Without taking notice of this fantastic way of talking, my lady wished the gentlemen good night. She next turned to Miss Rachel, and kissed her. “Why not let me keep the Diamond for you tonight?” she asked.

Miss Rachel received that proposal as she might, ten years since, have received a proposal to part her from a new doll. My lady saw there was no reasoning with her that night. “Come into my room, Rachel, the first thing tomorrow morning,” she said. “I shall have something to say to you.” With those last words she left us slowly; thinking her own thoughts, and, to all appearance, not best pleased with the way by which they were leading her.

Miss Rachel was the next to say good night. She shook hands first with Mr. Godfrey, who was standing at the other end of the hall, looking at a picture. Then she turned back to Mr. Franklin, still sitting weary and silent in a corner.

What words passed between them I can’t say. But standing near the old oak frame which holds our large looking-glass, I saw her reflected in it, slyly slipping the locket which Mr. Franklin had given to her, out of the bosom of her dress, and showing it to him for a moment, with a smile which certainly meant something out of the common, before she tripped off to bed. This incident staggered me a little in the reliance I had previously felt on my own judgment. I began to think that Penelope might be right about the state of her young lady’s affections, after all.
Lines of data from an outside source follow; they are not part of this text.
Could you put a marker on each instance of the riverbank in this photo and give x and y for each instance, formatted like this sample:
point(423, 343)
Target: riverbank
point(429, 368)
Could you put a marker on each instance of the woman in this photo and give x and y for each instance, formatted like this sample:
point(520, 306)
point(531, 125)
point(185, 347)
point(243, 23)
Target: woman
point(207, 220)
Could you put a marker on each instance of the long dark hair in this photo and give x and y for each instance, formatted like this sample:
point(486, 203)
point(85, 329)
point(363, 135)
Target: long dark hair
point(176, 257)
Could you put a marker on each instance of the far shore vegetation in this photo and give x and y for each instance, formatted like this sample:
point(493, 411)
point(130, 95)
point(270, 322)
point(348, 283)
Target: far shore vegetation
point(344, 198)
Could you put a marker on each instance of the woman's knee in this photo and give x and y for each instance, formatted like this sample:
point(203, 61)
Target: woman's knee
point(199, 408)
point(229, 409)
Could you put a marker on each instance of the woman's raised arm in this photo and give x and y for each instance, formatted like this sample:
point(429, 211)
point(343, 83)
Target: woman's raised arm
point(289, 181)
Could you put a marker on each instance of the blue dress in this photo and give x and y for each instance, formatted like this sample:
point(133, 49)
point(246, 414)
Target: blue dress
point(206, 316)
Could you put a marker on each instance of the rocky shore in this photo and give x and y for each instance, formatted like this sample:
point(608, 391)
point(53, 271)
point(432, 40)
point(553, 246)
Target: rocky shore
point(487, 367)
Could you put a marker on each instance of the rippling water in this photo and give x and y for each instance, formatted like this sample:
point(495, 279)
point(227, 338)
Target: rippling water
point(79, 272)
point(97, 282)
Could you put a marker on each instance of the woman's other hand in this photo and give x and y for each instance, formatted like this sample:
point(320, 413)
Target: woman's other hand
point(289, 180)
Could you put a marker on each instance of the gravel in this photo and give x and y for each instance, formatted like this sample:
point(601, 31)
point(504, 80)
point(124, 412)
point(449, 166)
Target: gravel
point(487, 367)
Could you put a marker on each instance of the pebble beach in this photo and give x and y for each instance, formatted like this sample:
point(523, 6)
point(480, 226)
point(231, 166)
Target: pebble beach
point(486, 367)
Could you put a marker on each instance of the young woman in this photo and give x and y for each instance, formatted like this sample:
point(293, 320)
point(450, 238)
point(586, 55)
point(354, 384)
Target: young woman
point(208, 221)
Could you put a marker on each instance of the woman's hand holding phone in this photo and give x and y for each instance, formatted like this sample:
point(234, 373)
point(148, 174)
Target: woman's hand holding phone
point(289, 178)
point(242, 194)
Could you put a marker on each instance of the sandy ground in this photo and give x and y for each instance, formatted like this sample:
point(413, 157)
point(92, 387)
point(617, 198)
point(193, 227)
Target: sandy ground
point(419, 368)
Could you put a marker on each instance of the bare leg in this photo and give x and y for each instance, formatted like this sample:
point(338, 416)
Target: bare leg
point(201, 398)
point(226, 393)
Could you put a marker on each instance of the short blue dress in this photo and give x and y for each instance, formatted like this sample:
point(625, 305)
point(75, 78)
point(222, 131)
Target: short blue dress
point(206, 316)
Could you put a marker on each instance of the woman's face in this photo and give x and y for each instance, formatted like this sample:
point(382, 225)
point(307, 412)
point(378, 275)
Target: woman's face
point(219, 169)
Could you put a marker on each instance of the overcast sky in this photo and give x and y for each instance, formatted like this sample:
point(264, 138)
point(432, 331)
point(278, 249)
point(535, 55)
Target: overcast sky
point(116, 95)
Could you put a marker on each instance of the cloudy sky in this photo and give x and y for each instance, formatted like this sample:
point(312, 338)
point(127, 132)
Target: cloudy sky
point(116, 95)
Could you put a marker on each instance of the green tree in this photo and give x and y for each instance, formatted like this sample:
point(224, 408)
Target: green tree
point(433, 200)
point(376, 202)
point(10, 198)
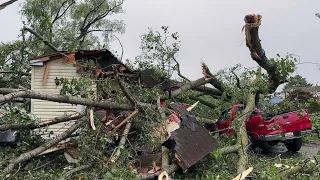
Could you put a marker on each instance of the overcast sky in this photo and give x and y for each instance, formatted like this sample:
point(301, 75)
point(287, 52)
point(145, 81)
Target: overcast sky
point(210, 30)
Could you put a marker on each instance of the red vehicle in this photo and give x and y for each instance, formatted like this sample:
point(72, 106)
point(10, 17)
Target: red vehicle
point(287, 127)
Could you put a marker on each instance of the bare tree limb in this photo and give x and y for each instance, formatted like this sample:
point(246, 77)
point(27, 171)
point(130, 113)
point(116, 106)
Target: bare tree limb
point(204, 102)
point(72, 171)
point(46, 42)
point(86, 26)
point(242, 136)
point(164, 150)
point(97, 30)
point(214, 81)
point(32, 126)
point(28, 155)
point(122, 142)
point(253, 42)
point(178, 70)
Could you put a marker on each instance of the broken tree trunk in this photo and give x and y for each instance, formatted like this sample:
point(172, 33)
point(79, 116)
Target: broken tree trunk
point(32, 126)
point(28, 155)
point(164, 136)
point(121, 143)
point(253, 42)
point(242, 136)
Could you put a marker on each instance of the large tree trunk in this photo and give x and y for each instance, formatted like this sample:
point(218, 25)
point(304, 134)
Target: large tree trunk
point(253, 42)
point(31, 126)
point(28, 155)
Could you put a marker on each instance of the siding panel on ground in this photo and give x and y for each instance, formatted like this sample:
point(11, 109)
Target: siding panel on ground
point(46, 110)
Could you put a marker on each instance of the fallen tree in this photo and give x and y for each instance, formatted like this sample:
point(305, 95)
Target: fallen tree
point(221, 88)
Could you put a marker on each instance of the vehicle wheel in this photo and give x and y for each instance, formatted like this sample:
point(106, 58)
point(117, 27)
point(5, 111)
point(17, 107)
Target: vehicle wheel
point(293, 145)
point(272, 143)
point(252, 144)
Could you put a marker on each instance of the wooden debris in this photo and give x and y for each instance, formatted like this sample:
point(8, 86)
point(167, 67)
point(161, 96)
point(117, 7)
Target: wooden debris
point(163, 176)
point(92, 120)
point(125, 120)
point(45, 74)
point(244, 174)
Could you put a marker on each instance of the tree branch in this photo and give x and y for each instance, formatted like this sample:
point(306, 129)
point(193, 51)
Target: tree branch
point(12, 95)
point(214, 81)
point(58, 15)
point(28, 155)
point(32, 126)
point(122, 142)
point(68, 99)
point(207, 90)
point(96, 30)
point(172, 168)
point(178, 70)
point(46, 42)
point(253, 42)
point(237, 79)
point(204, 102)
point(5, 4)
point(188, 86)
point(84, 29)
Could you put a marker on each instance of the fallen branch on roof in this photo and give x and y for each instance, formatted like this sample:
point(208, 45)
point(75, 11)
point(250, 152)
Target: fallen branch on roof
point(46, 42)
point(12, 95)
point(31, 126)
point(30, 154)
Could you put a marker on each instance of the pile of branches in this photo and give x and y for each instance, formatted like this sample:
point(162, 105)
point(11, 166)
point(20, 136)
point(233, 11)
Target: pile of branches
point(252, 23)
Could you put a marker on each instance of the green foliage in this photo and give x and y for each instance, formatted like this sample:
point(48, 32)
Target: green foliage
point(284, 66)
point(12, 60)
point(158, 51)
point(70, 24)
point(17, 115)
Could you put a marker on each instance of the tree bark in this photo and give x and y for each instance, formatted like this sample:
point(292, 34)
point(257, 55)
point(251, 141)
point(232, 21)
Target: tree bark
point(121, 143)
point(242, 136)
point(253, 42)
point(211, 91)
point(32, 126)
point(164, 135)
point(28, 155)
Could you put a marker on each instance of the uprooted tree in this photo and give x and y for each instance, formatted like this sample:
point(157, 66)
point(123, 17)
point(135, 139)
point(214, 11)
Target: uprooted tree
point(231, 86)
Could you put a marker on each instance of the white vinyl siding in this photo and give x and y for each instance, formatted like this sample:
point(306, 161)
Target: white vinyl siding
point(47, 110)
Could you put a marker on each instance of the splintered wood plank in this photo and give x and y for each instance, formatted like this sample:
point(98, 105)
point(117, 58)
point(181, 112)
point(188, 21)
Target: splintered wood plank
point(45, 74)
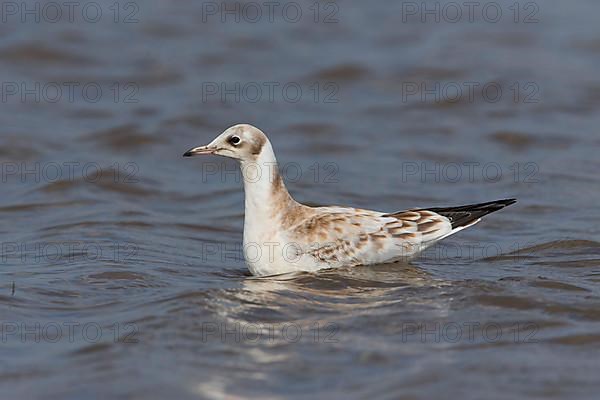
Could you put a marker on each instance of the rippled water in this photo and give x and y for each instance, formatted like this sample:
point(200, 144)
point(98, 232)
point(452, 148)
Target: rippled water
point(121, 266)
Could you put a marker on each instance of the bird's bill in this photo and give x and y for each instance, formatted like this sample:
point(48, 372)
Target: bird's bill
point(196, 151)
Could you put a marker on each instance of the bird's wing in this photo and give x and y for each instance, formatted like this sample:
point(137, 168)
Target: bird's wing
point(349, 236)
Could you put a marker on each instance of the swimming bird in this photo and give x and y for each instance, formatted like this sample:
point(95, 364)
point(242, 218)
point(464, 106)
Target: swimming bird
point(282, 235)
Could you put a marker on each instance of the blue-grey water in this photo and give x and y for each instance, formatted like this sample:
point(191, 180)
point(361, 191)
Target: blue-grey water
point(121, 266)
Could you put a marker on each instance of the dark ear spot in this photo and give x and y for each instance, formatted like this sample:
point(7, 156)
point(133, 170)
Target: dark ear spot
point(257, 145)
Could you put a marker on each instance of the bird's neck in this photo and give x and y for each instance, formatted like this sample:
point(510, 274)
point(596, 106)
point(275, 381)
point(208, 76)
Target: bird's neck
point(266, 197)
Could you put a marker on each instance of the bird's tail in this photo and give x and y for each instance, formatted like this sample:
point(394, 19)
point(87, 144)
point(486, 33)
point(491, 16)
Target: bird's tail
point(464, 216)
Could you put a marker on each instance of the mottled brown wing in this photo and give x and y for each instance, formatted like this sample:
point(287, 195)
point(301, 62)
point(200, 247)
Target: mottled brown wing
point(347, 236)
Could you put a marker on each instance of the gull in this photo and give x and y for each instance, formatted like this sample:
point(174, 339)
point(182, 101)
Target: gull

As soon as Miss Rachel left him eyes to see with, Mr. Franklin noticed me. His variable humour, shifting about everything, had shifted about the Indians already.
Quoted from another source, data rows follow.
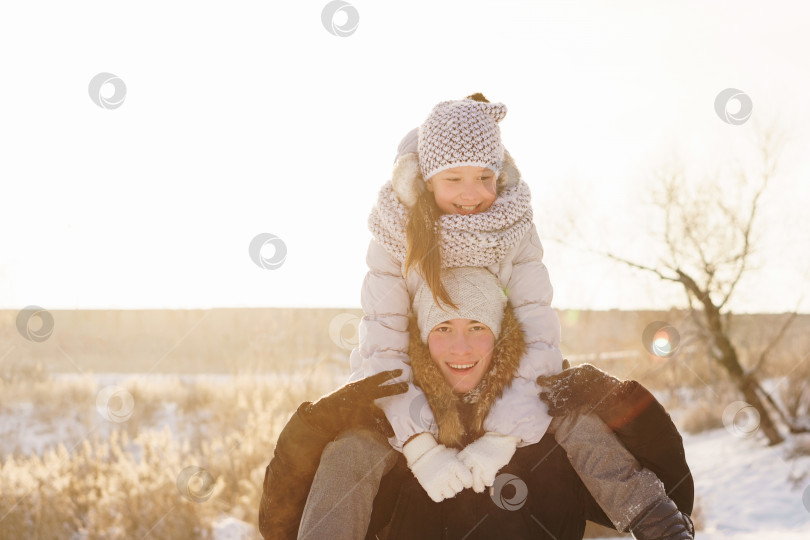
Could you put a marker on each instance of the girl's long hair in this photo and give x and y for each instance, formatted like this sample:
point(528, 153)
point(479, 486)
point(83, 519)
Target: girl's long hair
point(424, 240)
point(424, 252)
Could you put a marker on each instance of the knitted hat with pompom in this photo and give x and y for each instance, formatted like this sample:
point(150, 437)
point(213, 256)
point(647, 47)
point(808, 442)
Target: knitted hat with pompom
point(461, 133)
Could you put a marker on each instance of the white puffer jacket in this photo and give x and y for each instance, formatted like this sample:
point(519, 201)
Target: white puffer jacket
point(386, 298)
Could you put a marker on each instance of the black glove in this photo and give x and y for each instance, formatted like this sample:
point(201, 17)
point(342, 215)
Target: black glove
point(581, 386)
point(663, 520)
point(353, 405)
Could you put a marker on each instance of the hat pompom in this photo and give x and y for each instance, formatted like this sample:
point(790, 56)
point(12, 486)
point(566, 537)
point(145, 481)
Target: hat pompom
point(407, 179)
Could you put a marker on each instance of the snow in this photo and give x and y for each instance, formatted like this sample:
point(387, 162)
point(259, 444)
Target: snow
point(744, 487)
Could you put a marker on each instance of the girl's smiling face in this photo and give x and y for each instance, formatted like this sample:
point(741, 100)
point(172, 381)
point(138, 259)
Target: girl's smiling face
point(462, 350)
point(463, 190)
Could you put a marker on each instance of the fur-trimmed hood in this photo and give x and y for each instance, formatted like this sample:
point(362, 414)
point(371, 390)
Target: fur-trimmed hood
point(445, 404)
point(408, 182)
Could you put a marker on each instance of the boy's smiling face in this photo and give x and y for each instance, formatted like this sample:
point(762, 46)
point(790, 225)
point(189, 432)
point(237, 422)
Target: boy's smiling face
point(463, 190)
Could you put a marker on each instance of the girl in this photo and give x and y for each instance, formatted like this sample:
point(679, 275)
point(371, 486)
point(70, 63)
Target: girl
point(455, 200)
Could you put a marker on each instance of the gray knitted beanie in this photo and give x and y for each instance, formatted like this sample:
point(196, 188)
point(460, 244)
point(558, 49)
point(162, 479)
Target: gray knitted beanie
point(475, 291)
point(461, 133)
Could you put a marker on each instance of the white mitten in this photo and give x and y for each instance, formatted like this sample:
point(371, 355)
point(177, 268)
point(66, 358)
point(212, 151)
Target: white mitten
point(485, 457)
point(436, 467)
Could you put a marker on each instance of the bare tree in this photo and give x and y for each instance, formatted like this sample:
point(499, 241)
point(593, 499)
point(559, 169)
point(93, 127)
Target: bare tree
point(709, 239)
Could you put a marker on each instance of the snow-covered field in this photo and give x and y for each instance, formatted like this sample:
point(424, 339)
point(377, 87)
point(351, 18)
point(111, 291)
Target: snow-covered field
point(744, 489)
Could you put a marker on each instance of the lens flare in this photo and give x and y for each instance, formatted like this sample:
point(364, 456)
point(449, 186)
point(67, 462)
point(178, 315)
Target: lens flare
point(661, 339)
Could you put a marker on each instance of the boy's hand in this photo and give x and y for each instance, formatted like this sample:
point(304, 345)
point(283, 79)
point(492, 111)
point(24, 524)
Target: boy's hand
point(581, 386)
point(353, 405)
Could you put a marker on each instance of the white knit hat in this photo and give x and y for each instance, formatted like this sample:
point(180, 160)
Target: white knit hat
point(475, 291)
point(461, 133)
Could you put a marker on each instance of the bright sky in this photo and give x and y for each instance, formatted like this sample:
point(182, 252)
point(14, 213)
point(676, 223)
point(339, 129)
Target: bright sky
point(242, 118)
“Betteredge,” he said, “I’m half inclined to think I took Mr. Murthwaite too seriously, when we had that talk in the shrubbery. I wonder whether he has been trying any of his traveller’s tales on us? Do you really mean to let the dogs loose?”

“I’ll relieve them of their collars, sir,” I answered, “and leave them free to take a turn in the night, if they smell a reason for it.”

“All right,” says Mr. Franklin. “We’ll see what is to be done tomorrow. I am not at all disposed to alarm my aunt, Betteredge, without a very pressing reason for it. Good night.”

He looked so worn and pale as he nodded to me, and took his candle to go upstairs, that I ventured to advise his having a drop of brandy-and-water, by way of nightcap. Mr. Godfrey, walking towards us from the other end of the hall, backed me. He pressed Mr. Franklin, in the friendliest manner, to take something, before he went to bed.

I only note these trifling circumstances, because, after all I had seen and heard, that day, it pleased me to observe that our two gentlemen were on just as good terms as ever. Their warfare of words (heard by Penelope in the drawing-room), and their rivalry for the best place in Miss Rachel’s good graces, seemed to have set no serious difference between them. But there! they were both good-tempered, and both men of the world. And there is certainly this merit in people of station, that they are not nearly so quarrelsome among each other as people of no station at all.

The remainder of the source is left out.